Literature & Languages

  • Issue 85 / January - February 2012



    Hearing the Light

    Sermed Ogretim

    On a Saturday morning, I was sitting in the nearby park in our neighborhood. It was especially lovely to do it at this time of the year. The birds start chanting after a winter-long silence, flowers spread their mesmerizing scents everywhere, and the wind sings operas of resurrection constantly in my ears. Many times, I stop in the middle of my walk and just feel the touch of the air-on my nose, on my cheeks. Then on my ears and in my hair, I feel it with every cell on my head. Then as I resume my walk, I sometimes contribute to the solo of a flutist cardinal or keep my breath while a locust sings its sonata. Yes, I do all these and feel the coming of spring as a yearly renovation in my soul.

    Funny though, sometimes while walking in the enchantment of the awakening nature around me, I run into a tree, and I hug it as if I met a friend. You can imagine how entertaining I am to the passers-by.

    It was one of those days when I felt the presence of a second person near me. Strange enough, though, he wasn't laughing at my hugging the tree.

    "Hi fellow, what is wrong with you? Why aren't you laughing at this lunatic who is in love with trees instead of people?" I asked.

    I was shocked upon hearing his answer:

    "The sight of people is of no value to me because I cannot see the light coming from them. But you are certainly shining through your voice.
    "For me, people shine through their presence; they change my heart beat."

    I exhaled the air that was hiding in my lungs with anxiety, and teased: "So, I should be careful when I am talking to you since I cannot hide my true feelings from you!"

    "You bet. But don't worry; your voice is giving me positive signals."

    Then, I quickly returned: "I am happy to hear that. So, shall we play a game together?"

    "Like what?"

    "Alright. Only by listening, we are going to try to predict the coming of the next person."

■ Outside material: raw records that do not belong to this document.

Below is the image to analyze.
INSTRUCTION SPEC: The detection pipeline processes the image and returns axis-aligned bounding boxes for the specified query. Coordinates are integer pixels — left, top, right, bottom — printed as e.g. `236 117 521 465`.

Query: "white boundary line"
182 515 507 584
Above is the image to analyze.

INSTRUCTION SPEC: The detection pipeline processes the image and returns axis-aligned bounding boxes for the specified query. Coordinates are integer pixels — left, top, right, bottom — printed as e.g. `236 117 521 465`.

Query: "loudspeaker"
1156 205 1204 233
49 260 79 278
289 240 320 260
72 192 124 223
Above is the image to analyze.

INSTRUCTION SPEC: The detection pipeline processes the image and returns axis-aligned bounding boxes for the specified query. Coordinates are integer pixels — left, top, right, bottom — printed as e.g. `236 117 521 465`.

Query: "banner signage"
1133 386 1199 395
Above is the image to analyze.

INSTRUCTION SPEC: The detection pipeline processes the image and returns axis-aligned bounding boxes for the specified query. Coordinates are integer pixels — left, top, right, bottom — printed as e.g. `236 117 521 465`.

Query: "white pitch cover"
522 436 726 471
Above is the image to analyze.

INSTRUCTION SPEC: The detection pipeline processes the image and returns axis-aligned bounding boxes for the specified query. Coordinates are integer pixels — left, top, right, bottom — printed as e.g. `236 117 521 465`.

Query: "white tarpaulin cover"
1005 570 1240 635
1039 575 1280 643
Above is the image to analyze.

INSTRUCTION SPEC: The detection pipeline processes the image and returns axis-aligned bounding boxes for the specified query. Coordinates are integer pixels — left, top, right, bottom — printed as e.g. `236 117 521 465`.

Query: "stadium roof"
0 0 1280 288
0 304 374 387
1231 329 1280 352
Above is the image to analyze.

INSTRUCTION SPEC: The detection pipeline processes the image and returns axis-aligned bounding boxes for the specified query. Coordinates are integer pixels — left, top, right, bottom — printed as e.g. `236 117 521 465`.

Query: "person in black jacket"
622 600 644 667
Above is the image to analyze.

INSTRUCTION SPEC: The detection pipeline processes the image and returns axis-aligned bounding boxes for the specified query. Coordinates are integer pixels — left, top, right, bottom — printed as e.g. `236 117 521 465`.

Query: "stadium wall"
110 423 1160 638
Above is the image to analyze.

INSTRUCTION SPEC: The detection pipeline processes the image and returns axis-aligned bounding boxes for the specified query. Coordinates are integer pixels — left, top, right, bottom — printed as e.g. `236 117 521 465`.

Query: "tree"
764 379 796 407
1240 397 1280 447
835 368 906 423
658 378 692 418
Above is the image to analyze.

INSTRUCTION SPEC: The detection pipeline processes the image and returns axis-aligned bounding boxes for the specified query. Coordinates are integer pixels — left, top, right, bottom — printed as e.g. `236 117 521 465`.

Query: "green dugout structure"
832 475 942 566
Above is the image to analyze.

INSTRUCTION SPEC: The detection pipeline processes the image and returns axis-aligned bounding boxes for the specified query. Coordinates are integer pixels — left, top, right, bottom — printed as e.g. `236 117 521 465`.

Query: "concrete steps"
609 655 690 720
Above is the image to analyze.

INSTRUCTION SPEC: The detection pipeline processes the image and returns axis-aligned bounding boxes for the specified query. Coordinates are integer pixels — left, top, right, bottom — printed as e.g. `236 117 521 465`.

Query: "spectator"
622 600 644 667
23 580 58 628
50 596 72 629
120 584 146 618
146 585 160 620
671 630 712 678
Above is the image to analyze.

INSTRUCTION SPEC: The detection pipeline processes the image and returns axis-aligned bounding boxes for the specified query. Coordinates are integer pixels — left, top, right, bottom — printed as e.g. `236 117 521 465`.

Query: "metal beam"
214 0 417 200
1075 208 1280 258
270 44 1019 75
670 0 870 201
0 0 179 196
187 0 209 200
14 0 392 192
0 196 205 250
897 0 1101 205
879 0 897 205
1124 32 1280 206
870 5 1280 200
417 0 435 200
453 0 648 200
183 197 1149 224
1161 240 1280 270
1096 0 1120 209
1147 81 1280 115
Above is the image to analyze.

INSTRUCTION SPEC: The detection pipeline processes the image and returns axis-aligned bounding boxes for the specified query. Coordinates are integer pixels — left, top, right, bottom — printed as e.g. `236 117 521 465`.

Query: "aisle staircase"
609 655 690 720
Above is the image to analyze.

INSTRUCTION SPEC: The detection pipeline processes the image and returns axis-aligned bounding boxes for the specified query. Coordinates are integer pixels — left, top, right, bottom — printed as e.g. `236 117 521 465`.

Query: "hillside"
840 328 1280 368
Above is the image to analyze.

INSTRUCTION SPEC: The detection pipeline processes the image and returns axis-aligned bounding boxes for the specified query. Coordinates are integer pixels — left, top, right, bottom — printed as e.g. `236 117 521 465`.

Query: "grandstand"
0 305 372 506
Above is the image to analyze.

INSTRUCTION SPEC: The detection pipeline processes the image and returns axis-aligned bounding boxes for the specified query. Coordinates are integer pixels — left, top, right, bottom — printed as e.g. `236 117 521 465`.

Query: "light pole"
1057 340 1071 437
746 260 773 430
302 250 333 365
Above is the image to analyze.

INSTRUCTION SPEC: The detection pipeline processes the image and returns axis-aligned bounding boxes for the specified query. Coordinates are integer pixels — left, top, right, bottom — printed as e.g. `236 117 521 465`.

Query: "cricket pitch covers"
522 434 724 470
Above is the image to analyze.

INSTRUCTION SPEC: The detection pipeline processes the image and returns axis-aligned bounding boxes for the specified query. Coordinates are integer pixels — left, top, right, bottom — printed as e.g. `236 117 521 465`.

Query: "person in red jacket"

    "I'll take your challenge," he said.

    And, we kept silent in order not to miss the clues of an approaching person. Believe it or not, we waited for minutes and not a single person passed by. We could hear voices of kids running in the distance, wind rubbing the leaves, trunks of the trees squeaking as they swing, flies, birds flying or landing, etc., but not a single person passing by. Suddenly he said:

    "Maybe we should play something else."

    "You know what? You are the ever first person with whom I can play the game of solitude. We are together but not like cans on a shelf. We are together like two flowers smiling at each other although we cannot see or hear one another. Outsiders may think we are lonely. But in essence, we are hand in hand in the depths of our hearts."

    "It is strange that you say this. Why should you enjoy solitude?" he asked.

    I did not answer that question. Actually my silence was the answer; and I think, or hope, he got my answer. I didn't want my discovery of a solitude-mate to disappear so abrupt.

    "Here comes one!" he exclaimed. I could feel his joy of catching the first person. I smiled; and he felt it because I give out a warm and vibrating breath when I smile.

    "It is so alive," he said.

    "What? The person?" I was startled. Why was he using "it" for a person?

    "No, your smile. I don't feel many smiles like yours. I usually hear frozen laughs and smiles of mass-production, which carry no sincerity."

    I was embarrassed by his compliment. Again I kept silent, but my face was burning up, and he felt that as well.

    "Now you are as flushed as I was when we started talking."

    "Yeah, what had happened to you? Why were you so flushed earlier?" I inquired.

    "I climb this tree often. I actually do this whenever there is nice weather. Sometimes, I feel the footsteps of someone, whom I want to catch. I rush down to the ground hoping not to miss the encounter. But always, I miss the person. Now, that spirit is standing before me."

    Once more, I was embarrassed. I didn't know what to say. We both kept silent for a while. Then, I heard my daughter calling: "Dad, it's time."

    She was the one predicted by my solitude-mate.

    "Forgive me for disturbing your conversation," she added.

    "A conversation by presence cannot be disturbed by words," replied my friend. We all chuckled.

    I felt my daughter pulling my arm ÔÇô an authoritative sign meaning "let's go." I grasped her hand firmly, turned back to my solitude-mate, and gave a goodbye silence, and he did the same to me. Then I gave him that lively smile, and he went through that shower of heat. I picked up my cane and started knocking on his ears again as I returned home with my daughter as my guide.